In 2022 Smith stated, “My painting is caught in a perfect storm: Black Lives Matter, the death of George Floyd, Covid-19, the presidential election, the Standing Rock Sioux temporarily winning a stay on the pipeline and add to that the supreme court saying the Creek Indians do exist and their treaty is valid.”
Smith refers to the purchase of “I See Red” as breaking the buckskin ceiling: “Those of us who went to college were overlooked or disqualified as not being authentic. So, our artwork was considered to be bastardized. Many of our museums are filled with antiquities, but no contemporary art made by living Indians.”
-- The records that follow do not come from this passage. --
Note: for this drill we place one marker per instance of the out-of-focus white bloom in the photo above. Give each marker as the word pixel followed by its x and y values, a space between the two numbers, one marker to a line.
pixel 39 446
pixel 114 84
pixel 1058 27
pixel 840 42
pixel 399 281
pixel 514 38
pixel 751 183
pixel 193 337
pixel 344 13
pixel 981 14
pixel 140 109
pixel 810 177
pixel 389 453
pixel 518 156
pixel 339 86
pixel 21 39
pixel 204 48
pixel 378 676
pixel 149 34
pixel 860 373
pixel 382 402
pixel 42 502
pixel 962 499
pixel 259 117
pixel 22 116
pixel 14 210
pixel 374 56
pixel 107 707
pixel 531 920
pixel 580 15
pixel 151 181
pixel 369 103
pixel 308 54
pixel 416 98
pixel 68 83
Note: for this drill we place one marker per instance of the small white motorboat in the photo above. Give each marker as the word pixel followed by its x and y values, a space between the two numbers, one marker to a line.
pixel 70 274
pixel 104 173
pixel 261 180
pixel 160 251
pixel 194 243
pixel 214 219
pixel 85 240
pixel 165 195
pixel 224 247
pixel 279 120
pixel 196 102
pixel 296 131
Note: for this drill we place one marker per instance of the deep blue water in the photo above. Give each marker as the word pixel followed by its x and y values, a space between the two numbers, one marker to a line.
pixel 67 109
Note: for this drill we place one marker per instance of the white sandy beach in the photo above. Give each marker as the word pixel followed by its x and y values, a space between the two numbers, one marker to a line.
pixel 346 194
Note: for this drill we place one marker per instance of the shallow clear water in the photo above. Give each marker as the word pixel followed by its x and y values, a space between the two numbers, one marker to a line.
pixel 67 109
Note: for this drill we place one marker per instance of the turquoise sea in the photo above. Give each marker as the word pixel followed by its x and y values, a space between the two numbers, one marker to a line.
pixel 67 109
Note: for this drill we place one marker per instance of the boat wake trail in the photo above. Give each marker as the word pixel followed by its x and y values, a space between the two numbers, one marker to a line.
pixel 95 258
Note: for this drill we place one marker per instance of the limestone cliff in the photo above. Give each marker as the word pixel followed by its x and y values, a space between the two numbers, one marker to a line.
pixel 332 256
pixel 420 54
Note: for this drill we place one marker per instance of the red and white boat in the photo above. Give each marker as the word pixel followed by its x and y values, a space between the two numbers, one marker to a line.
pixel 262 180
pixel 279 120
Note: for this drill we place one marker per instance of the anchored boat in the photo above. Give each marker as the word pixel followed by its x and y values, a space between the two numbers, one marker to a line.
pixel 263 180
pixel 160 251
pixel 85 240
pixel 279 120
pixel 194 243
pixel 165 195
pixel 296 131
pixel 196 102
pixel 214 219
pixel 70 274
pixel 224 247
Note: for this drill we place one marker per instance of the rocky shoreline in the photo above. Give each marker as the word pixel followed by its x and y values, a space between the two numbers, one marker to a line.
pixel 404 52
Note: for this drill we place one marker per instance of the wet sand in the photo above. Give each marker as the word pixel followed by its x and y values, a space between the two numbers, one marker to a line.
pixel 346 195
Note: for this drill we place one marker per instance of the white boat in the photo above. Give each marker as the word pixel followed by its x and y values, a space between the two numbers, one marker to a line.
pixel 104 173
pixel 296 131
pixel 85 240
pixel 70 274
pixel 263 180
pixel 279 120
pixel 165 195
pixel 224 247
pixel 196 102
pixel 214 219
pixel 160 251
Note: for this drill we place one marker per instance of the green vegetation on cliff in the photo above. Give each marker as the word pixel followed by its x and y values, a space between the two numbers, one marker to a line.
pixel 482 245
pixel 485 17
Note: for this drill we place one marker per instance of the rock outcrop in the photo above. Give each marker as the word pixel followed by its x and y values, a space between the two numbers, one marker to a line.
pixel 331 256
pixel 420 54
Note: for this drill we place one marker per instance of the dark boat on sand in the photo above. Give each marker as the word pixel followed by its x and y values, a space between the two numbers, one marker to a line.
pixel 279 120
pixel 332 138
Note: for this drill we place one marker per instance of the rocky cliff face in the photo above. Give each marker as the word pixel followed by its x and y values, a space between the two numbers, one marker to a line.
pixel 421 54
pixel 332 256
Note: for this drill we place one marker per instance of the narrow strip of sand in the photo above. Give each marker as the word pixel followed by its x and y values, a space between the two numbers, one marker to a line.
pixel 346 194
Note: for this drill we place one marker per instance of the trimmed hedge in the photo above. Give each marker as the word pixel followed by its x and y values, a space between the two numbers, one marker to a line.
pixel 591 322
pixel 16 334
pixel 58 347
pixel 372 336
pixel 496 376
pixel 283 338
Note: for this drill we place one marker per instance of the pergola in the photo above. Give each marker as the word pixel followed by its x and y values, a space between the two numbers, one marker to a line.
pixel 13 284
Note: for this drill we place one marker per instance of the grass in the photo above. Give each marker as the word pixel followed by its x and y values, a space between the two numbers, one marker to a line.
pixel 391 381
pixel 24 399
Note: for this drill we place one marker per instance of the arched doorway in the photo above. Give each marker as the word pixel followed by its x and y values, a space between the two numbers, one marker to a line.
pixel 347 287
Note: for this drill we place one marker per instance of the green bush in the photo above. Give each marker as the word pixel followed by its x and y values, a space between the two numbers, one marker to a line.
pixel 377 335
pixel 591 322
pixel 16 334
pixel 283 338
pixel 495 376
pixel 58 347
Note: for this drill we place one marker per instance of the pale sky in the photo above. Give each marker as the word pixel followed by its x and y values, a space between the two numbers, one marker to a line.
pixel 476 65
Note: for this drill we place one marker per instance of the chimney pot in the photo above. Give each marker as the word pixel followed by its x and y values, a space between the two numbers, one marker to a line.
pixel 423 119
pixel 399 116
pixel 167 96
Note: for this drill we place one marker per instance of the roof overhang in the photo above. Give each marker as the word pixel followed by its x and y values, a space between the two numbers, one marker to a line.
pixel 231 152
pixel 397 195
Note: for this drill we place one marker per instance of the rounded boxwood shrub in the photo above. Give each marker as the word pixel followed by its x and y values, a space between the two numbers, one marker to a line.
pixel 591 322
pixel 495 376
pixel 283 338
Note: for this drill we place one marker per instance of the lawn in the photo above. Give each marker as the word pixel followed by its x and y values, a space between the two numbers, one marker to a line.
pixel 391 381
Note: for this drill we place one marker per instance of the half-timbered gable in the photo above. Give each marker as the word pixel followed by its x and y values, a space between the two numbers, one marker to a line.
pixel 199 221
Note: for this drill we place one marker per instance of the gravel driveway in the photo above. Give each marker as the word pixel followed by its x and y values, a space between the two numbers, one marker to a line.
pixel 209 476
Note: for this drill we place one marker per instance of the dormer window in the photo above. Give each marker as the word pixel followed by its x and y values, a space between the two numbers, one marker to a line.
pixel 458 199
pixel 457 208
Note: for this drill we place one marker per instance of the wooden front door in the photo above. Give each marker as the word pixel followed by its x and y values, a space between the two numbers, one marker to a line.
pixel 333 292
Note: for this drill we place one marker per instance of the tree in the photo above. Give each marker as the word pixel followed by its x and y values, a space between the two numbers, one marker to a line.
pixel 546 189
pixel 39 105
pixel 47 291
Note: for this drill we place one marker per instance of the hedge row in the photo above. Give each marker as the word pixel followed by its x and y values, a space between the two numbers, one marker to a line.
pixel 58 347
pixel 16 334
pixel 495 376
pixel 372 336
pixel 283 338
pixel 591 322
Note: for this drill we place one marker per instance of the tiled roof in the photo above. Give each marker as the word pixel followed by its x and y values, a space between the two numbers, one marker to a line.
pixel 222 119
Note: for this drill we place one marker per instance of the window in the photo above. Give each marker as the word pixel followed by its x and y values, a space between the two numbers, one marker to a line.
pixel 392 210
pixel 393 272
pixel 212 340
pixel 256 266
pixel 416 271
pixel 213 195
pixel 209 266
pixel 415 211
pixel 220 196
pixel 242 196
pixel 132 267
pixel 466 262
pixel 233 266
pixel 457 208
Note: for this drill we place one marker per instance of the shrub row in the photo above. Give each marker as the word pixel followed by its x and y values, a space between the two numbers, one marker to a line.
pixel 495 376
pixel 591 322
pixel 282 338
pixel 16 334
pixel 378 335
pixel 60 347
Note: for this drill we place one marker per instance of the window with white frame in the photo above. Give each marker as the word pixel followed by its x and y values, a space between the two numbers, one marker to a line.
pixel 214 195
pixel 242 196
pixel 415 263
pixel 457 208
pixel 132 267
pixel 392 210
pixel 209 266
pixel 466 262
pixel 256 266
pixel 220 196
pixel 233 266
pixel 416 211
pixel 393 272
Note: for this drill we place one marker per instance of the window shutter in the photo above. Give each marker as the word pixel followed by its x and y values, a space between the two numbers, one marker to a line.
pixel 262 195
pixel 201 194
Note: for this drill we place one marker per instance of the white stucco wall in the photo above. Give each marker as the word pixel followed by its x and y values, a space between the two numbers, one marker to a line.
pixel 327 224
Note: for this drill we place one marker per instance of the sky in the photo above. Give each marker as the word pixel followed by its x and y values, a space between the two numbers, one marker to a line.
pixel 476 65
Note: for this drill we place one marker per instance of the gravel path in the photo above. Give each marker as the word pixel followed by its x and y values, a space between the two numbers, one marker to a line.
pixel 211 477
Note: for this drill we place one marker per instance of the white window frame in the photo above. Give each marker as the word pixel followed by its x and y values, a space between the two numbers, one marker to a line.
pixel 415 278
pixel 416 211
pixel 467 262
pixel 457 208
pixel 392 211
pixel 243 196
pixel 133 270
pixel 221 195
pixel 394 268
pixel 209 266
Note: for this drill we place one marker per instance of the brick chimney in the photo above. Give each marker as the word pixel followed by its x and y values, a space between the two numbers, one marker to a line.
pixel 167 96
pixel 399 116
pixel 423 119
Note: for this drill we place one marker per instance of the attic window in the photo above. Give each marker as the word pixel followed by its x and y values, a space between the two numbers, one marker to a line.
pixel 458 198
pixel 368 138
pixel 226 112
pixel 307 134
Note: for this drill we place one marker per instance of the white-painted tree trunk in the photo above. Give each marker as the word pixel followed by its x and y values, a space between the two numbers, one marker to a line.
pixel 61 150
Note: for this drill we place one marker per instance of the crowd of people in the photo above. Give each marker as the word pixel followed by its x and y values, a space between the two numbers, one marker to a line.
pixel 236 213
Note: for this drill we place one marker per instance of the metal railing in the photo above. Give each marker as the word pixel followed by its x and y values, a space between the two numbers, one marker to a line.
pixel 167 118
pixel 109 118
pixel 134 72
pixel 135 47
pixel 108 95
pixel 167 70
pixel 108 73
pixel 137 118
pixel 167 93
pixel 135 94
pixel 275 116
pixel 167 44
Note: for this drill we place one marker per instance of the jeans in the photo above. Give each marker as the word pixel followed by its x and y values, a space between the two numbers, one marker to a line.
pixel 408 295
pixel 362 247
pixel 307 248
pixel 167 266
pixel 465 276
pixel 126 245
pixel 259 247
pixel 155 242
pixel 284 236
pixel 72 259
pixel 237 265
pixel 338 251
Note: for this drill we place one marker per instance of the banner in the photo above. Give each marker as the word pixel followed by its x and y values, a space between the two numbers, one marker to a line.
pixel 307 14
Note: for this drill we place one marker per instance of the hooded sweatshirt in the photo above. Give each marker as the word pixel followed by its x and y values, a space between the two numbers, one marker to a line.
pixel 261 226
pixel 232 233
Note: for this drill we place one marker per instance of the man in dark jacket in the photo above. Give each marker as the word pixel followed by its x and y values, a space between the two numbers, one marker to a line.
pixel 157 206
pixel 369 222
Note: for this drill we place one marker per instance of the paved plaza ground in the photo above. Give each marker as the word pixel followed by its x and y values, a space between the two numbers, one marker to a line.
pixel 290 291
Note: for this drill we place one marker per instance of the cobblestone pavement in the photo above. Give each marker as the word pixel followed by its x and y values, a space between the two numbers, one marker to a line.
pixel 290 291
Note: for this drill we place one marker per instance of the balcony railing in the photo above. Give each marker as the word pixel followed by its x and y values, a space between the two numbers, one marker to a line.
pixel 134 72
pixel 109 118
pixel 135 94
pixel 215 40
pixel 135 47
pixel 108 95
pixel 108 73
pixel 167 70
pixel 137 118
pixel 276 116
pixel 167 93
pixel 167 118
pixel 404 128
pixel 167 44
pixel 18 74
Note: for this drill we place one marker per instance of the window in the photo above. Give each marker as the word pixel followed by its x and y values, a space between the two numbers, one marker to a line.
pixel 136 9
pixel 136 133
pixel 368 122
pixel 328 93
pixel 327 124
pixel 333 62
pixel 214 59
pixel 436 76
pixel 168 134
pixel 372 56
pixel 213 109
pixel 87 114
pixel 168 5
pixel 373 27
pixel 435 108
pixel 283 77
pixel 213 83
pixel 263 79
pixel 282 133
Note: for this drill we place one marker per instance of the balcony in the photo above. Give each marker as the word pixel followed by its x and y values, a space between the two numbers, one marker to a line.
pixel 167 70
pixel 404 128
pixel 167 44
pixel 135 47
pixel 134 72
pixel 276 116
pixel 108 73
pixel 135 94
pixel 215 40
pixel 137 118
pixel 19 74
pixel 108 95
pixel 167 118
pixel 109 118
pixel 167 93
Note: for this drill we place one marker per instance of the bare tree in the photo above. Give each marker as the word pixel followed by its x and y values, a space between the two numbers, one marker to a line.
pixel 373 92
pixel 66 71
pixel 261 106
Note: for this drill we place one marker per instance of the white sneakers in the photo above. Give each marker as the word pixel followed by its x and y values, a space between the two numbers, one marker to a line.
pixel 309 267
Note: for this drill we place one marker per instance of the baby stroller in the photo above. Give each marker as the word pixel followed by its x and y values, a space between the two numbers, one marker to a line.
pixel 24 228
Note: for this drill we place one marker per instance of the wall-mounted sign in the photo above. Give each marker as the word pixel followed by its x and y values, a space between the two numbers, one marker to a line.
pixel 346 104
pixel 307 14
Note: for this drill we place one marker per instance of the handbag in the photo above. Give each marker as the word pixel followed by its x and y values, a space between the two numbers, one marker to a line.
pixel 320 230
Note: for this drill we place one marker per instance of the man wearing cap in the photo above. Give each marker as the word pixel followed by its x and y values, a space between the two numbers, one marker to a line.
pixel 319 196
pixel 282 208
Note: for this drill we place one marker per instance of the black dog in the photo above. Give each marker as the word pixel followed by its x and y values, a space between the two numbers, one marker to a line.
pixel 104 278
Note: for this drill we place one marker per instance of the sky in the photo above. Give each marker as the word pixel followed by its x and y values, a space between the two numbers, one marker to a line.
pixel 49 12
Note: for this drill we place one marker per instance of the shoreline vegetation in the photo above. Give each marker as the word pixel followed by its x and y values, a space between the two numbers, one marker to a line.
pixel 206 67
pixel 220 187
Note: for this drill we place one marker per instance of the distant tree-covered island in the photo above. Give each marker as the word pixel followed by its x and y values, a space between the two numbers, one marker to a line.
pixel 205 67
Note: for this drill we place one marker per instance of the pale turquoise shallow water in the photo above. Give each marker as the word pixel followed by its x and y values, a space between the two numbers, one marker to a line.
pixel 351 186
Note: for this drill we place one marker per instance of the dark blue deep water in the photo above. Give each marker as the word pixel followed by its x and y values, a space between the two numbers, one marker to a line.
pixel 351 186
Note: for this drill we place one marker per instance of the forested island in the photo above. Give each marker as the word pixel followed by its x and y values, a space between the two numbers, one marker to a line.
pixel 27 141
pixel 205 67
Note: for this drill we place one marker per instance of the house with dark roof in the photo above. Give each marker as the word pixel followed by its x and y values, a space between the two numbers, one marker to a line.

Smith’s contributions include more than her enormous production of paintings and prints. She has been the recipient of numerous awards and grants. She brought indigenous artists from all over to participate in organized symposiums and collectives, and she curated over 30 exhibitions of their work. She has had more than 125 solo exhibitions and participated in over 680 group shows. Her work is in numerous museums and she has lectured at 200 universities, museums, and conferences.
Beverly Hall Smith was a professor of art history for 40 years. Since retiring with her husband Kurt to Chestertown in 2014, she has taught art history classes at WC-ALL. She is also an artist whose work is sometimes in exhibitions at Chestertown RiverArts and she paints sets for the Garfield Center for the Arts.